Nachhaltigkeit und Rasenpflege

Leiser Betrieb, dichter Rasen

Das Schnittprinzip arbeitet mit sehr kurzen Intervallen. Das ist gut für den Rasen. Er bleibt dicht und gesund. Mulch düngt auf natürliche Weise. Das spart Dünger und Transport. Der Betrieb ist leise und abgasfrei am Einsatzort. Das passt in moderne Konzepte.

Im Husqvarna AUTOMOWER® 550 Test war der Pflegeaufwand gering. Der Rasen dankte es mit gleichmäßigem Wuchs. Moos ging zurück. Klee hielt sich in Grenzen. In Trockenphasen half der kurze Schnitt. Er schützt den Boden vor Verdunstung.

Fehlerquellen und schnelle Lösungen

Aus der Praxis für die Praxis

Häufige Ursache für Störungen ist ein beschädigter Draht. Tierbisse, Spatenstiche oder Wurzelwerk sind Auslöser. Halten Sie Verbindungsstücke bereit. Ein kleines Prüfgerät spart Stunden. Im Zweifel hilft der Fachbetrieb schnell.

Steckt der Mäher oft fest, prüfen Sie das Gelände. Entfernen Sie Schlaglöcher und Kanten. Glätten Sie Übergänge zwischen Rasen und Wegen. Justieren Sie die Schnitthöhe schrittweise. Der Husqvarna AUTOMOWER® 550 Test zeigte: Kleine Anpassungen bringen große Effekte.

Kommt es zu Falschmeldungen, starten Sie die App und das Gerät neu.

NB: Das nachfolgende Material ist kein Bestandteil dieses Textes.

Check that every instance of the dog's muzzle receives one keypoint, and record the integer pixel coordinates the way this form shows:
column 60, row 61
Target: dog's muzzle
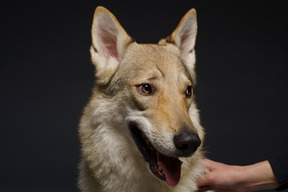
column 164, row 167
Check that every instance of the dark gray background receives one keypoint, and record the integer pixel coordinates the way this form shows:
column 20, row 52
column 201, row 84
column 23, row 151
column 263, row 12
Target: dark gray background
column 46, row 78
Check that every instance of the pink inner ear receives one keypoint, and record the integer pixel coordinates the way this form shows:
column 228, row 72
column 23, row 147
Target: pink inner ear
column 107, row 33
column 109, row 45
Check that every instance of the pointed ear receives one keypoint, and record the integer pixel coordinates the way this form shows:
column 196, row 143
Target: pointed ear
column 184, row 37
column 109, row 42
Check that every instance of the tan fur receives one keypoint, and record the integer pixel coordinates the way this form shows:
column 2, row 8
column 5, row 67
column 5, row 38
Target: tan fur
column 111, row 160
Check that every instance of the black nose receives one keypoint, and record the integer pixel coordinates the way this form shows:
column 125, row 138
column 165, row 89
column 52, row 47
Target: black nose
column 186, row 143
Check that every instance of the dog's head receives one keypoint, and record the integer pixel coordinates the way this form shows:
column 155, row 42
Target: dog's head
column 153, row 83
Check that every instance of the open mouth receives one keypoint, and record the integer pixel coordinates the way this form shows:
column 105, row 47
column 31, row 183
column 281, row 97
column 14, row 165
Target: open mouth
column 163, row 167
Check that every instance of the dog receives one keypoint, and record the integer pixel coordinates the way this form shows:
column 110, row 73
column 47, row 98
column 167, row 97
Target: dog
column 140, row 130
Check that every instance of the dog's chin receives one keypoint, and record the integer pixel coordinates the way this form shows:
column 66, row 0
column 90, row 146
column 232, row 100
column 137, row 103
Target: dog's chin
column 163, row 167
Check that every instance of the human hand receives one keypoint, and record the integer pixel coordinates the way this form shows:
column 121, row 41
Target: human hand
column 228, row 178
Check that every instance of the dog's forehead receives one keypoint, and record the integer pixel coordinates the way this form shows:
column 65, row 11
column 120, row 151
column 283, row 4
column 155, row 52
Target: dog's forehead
column 151, row 56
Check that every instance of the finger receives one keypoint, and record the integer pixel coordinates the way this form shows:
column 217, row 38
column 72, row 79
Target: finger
column 203, row 181
column 204, row 188
column 211, row 165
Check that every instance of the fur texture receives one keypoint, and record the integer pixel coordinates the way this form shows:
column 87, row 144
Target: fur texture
column 143, row 84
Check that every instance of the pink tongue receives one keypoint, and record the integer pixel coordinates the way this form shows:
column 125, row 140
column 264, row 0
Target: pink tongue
column 171, row 168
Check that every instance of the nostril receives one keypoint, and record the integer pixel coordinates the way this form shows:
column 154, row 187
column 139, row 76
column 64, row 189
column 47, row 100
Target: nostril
column 186, row 143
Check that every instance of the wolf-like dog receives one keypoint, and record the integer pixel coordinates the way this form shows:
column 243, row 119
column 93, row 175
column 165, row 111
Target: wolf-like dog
column 141, row 129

Prüfen Sie die Firmware. Halten Sie die Kontakte an der Station sauber. Ein wenig Kontaktspray hilft bei Oxidation. Legen Sie sich einen festen Wartungsrhythmus an.

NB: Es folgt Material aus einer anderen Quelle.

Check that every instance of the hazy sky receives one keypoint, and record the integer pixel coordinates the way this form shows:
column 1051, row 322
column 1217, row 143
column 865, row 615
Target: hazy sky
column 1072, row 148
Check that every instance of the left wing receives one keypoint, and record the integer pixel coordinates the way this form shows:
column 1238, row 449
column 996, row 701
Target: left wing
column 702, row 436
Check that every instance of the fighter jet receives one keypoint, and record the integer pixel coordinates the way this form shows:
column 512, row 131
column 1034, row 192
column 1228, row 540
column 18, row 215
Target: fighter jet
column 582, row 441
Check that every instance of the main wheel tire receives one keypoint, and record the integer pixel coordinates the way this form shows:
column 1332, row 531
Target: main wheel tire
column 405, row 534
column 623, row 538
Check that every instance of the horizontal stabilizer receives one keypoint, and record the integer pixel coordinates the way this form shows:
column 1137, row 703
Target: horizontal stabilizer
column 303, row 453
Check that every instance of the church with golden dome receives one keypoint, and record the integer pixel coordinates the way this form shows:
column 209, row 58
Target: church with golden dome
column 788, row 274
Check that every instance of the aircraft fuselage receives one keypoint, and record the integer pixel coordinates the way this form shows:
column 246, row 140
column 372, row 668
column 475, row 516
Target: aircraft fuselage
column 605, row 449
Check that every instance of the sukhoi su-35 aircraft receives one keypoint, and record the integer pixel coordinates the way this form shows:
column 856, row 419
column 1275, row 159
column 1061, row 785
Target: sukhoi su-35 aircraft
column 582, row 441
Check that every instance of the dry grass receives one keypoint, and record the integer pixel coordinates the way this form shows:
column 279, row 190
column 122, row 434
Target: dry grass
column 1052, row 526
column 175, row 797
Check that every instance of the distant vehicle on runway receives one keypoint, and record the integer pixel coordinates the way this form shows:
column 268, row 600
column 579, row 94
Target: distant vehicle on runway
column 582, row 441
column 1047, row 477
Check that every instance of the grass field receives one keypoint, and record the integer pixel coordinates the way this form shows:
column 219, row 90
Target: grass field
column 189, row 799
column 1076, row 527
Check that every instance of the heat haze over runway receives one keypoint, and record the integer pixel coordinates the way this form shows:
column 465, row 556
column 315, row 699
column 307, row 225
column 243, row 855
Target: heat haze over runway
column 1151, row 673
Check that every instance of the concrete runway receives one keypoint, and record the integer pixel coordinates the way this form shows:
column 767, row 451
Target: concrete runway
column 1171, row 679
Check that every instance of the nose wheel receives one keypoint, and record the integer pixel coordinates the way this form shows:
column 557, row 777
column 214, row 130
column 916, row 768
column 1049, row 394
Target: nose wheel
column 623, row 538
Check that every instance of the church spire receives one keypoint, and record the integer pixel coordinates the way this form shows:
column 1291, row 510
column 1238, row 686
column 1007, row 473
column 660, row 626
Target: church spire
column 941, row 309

Gesamturteil und Kaufempfehlung

Der Husqvarna AUTOMOWER® 550 Test endet mit einem klaren Fazit. Der 550 ist ein Arbeitstier. Er ist leise, ausdauernd und gut vernetzt. Große Flächen und komplexe Gärten sind sein Revier. Das Management über die App ist stark. Das Flotten-Tool macht ihn für Dienstleister sehr attraktiv.

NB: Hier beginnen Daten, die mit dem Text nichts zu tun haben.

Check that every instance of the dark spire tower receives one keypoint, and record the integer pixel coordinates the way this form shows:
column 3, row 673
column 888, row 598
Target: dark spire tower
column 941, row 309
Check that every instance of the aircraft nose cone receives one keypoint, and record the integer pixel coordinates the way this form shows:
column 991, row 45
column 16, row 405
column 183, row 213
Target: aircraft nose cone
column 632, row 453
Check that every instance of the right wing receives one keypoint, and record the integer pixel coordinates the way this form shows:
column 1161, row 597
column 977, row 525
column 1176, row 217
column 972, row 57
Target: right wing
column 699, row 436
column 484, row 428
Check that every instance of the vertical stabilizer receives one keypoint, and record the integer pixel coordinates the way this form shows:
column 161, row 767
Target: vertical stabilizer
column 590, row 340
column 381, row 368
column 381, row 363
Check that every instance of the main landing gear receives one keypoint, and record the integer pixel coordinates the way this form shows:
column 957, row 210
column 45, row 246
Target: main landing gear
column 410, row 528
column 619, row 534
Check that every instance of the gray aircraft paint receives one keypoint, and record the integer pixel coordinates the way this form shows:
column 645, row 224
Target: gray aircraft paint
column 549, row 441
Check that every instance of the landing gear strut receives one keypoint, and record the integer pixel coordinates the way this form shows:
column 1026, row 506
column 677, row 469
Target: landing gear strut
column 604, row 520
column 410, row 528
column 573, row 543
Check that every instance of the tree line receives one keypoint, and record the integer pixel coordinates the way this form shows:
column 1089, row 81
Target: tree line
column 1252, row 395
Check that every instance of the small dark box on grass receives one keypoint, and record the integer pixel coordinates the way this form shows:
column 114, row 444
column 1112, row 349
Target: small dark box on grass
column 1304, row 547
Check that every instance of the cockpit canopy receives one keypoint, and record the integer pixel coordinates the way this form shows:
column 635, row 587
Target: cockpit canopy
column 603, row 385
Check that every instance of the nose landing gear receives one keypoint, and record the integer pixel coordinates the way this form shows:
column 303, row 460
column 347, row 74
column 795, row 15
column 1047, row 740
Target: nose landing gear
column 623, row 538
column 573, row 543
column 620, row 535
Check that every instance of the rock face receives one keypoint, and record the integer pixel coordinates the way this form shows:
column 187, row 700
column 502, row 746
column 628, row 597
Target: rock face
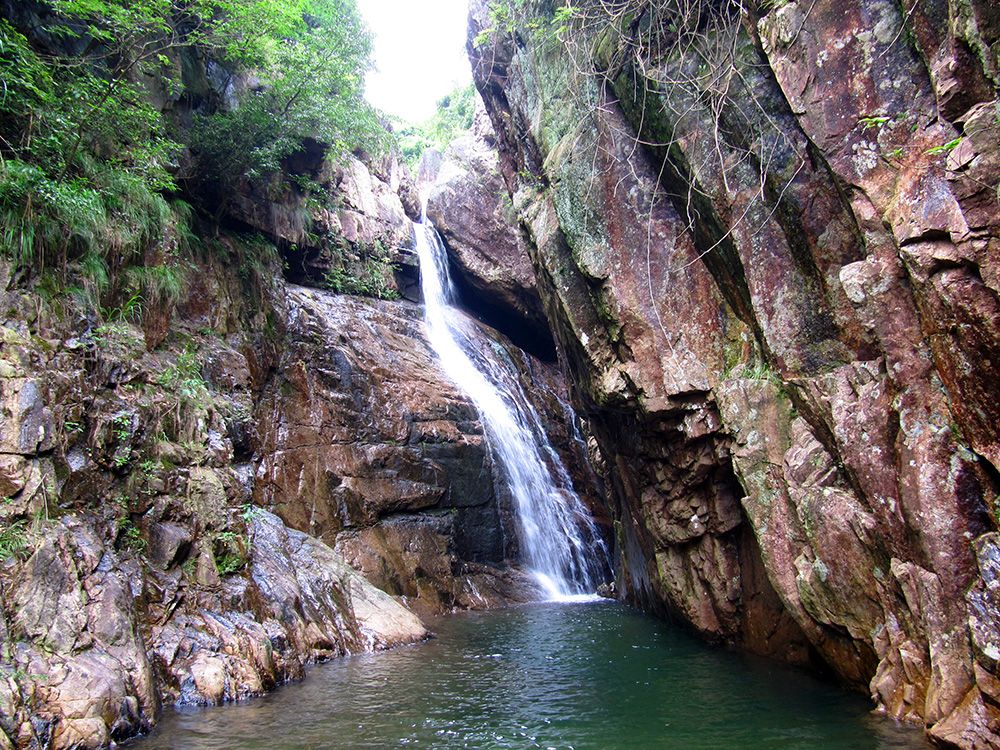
column 773, row 279
column 367, row 444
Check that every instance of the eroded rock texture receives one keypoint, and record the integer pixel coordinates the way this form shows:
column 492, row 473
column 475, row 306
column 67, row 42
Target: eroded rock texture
column 200, row 499
column 767, row 243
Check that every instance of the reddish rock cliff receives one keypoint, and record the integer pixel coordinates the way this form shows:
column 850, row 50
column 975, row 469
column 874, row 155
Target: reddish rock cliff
column 767, row 243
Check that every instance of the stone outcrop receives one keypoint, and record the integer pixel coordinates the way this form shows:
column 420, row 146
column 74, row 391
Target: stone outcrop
column 249, row 478
column 367, row 444
column 469, row 205
column 773, row 281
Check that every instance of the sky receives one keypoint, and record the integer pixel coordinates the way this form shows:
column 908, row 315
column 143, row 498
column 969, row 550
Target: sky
column 419, row 54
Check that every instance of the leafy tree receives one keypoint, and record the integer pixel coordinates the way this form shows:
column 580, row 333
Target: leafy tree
column 454, row 116
column 85, row 157
column 312, row 88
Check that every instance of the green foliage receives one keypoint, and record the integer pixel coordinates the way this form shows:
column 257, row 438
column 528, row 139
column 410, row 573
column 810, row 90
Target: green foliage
column 944, row 148
column 372, row 281
column 452, row 119
column 231, row 552
column 312, row 87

Für einfache Gärten ist er zu viel des Guten. Dort reichen günstigere Modelle. Wer aber Wert auf Stabilität im Dauerlauf legt, macht hier wenig falsch. Die Installation braucht Zeit. Doch danach läuft der Mäher wie auf Schienen. Kantenpflege bleibt Aufgabe des Menschen. Damit kann man leben.

Unterm Strich passt der 550 zu Profis und zu großen Privatflächen. Er verkleinert die To-do-Liste. Er steigert die Rasenqualität. Und er spart Wege, Termine und Nerven. Wenn Sie genau das suchen, ist der 550 eine sehr gute Wahl. Dieser Husqvarna AUTOMOWER® 550 Test spricht eine klare Empfehlung aus – mit Blick auf Einsatz und Umfeld.